Ich stehe kurz davor mir das Slide AM 9.0 zu kaufen! Jetzt habe ich dazu noch ein paar Fragen, vorallem da es mein erstes Fully ist!

1. Wie breit dürfen die Hinterreifen sein, hab da einiges gelesen, unter anderem soll der Hinterbau sehr schmal sein und das limitierend wirken, auch die 19mm Maulweite der Felge ist manchmal ausschlaggebend, kann da bitte wer für mich Licht ins Dunkel bringen!
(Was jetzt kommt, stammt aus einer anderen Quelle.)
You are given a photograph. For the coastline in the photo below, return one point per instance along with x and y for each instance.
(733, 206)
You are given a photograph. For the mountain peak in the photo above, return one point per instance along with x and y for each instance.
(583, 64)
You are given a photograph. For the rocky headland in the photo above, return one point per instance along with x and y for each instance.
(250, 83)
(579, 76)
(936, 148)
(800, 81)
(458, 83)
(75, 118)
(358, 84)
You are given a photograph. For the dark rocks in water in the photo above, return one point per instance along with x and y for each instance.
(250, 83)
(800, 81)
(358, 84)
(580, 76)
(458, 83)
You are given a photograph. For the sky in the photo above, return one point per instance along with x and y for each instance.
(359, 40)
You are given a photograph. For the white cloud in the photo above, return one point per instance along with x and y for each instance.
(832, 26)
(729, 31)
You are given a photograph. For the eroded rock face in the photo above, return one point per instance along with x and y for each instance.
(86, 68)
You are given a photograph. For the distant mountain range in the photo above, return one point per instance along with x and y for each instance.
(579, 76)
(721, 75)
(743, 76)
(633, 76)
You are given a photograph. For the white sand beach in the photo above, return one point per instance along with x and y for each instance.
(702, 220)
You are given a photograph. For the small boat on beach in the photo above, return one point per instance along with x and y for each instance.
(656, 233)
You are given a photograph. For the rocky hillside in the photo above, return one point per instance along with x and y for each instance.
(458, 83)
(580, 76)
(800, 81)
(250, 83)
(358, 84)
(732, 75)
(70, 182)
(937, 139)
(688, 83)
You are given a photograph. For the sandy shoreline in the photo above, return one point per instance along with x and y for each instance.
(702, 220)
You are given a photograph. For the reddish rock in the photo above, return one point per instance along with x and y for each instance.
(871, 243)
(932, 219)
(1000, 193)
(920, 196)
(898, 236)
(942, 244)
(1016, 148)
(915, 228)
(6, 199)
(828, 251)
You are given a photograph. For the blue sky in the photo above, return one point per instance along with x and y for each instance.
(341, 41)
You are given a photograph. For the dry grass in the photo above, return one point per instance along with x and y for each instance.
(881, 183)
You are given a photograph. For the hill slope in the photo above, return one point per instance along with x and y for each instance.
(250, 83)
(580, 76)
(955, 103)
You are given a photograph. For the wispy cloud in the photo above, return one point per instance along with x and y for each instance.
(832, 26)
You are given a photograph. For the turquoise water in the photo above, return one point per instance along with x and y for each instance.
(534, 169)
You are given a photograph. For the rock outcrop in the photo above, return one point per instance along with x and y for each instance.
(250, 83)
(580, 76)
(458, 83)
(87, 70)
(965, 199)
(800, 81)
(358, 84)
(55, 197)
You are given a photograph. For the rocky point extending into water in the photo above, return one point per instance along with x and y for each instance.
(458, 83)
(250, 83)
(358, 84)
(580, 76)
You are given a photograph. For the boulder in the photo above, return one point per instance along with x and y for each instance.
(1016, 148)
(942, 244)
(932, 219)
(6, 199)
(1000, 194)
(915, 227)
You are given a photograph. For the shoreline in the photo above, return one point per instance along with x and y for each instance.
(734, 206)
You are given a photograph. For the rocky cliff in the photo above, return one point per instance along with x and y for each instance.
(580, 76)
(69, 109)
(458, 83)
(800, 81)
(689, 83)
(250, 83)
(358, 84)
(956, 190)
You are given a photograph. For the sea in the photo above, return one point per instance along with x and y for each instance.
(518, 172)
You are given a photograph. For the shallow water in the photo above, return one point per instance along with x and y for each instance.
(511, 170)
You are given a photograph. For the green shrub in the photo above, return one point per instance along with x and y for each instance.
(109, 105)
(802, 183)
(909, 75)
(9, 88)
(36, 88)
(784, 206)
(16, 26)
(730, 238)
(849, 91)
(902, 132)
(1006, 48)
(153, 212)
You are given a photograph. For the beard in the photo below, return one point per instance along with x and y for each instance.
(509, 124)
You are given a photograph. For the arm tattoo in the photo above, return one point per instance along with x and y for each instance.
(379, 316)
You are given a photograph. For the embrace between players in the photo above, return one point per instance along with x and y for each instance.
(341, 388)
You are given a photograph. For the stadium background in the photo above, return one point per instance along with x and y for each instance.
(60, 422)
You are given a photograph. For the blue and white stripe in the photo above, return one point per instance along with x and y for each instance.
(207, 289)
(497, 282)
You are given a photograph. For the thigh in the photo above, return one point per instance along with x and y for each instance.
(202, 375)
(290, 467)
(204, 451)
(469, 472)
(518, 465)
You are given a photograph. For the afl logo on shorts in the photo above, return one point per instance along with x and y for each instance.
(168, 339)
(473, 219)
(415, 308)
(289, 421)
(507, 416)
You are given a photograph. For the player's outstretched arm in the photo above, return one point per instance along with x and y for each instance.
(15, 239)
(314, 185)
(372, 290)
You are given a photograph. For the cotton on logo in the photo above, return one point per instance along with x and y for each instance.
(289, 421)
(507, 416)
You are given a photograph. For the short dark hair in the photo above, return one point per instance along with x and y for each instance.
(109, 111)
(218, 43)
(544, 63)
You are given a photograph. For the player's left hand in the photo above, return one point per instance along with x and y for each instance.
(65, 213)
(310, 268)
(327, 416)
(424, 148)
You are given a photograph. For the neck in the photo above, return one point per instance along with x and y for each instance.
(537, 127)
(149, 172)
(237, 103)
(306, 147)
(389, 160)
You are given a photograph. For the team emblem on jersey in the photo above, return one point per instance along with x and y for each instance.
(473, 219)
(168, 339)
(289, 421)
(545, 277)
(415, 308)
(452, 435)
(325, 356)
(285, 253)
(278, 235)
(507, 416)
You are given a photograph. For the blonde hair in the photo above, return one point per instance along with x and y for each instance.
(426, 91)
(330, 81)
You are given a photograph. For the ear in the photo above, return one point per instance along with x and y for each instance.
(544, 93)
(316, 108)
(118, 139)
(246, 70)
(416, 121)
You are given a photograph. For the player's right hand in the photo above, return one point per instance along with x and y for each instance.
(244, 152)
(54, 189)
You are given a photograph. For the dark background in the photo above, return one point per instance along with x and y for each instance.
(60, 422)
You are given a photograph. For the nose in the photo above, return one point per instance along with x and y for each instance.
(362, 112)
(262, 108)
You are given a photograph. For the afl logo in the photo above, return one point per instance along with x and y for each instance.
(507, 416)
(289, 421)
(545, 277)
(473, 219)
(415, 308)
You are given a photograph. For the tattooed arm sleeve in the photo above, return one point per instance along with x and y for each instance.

2. Wie lange halten normalerweise die Lager am Hinterbau? Hab schon was gelesen von <2000km, was mir gar nicht gefällt! Sind das Einzelfälle oder muss ich mit einem frühen Lagerwechsel rechnen?

3. Wie schaut es mit der Wartung aus? Habe hier gelesen, man sollte die Fox Gabel (und Dämpfer?) jedes Jahr zum Service bringen, ist das eine übertriebene Vorsichtsmaßnahme von Fox oder macht das schon Sinn?

Mfg
Andreas


----------



## Herr der Ritzel (31. Januar 2012)

1. Die max. Reifenbreite wird hier auch durch den crossmax st Laufradsatz beschränkt. Mit seinen 19mm Maulweite wird empfohlen nicht breiter als 2.3" zu gehen.

2. Kann man pauschal nicht sagen, da von vielen Faktoren abhängig (Fahrstil, Gewicht, Witterung, Pflege,...)

3. Es ist vor allem Geldmacherei: Um die Garantieansprüche beizubehalten musst du die Produkte zum kostenpflichtigen Service schicken.

Gruß
chris


----------



## MTB-News.de




----------



## Themeankitty (31. Januar 2012)

Das Slide kannst du bis 2,4" Reifenbreite fahren, auch hinten !
Und jährliche Gabelwartung is völlige Geldschneiderei !


----------



## afuerst89 (1. Februar 2012)

Danke für die Antworten, jetzt habe ich noch eine Frage zur Rahmengröße!

Mein altes Rad war eher klein für mich (43cm), jetzt habe ich meine Schrittlänge ausgemessen (89cm) und laut dem Kalkulator von der Radonseite bekomme ich einen 20 Zoll Rahmen (Körpergröße ist 183cm, da werden 18-19 Zoll Rahmen empfohlen)!
Zu welchem würdet ihr an meiner Stelle greifen?

Mfg


----------



## psycho82 (1. Februar 2012)

Um die Vorteile eines 2,4er Reifens nutzen zu koennen sollte die Maulweite der Felge mindestens 21mm betragen. Die Maulweite hat lediglich der Easton Haven am 10er AM (bezugnehmend auf die Slides)
Die DT-Swiss haben zur idealen Nutzung eines 2,4er ebenfalls zu wenig Maulweite! - es funktioniert, aber nicht optimal!
Mit einem 2,4 Fat Albert oder Rubber Queen kann Matsch bei Schlechtwetterfahrten schleifen - ist also die Frage, wie breit der 2,4er ausfaellt den du fahren willst. Ein Mountain King II in 2,4 (faellt schmal aus) sollte auch bei Schlammfahrten ohne Probleme passen - die Aussagen gelten nicht, wenn Radon 2012 den Hinterbau veraendert hat.

Gruss
Benny


----------



## afuerst89 (6. Februar 2012)

So Rad ist bestellt, 20 Zoll groß und grün! Ab welchem Zeitpunkt wird das Rad reserviert, ab dem Bestelldatum oder ab dem Zeitpunkt, wo das Geld ankommt (Vorkasse)?

Mfg


----------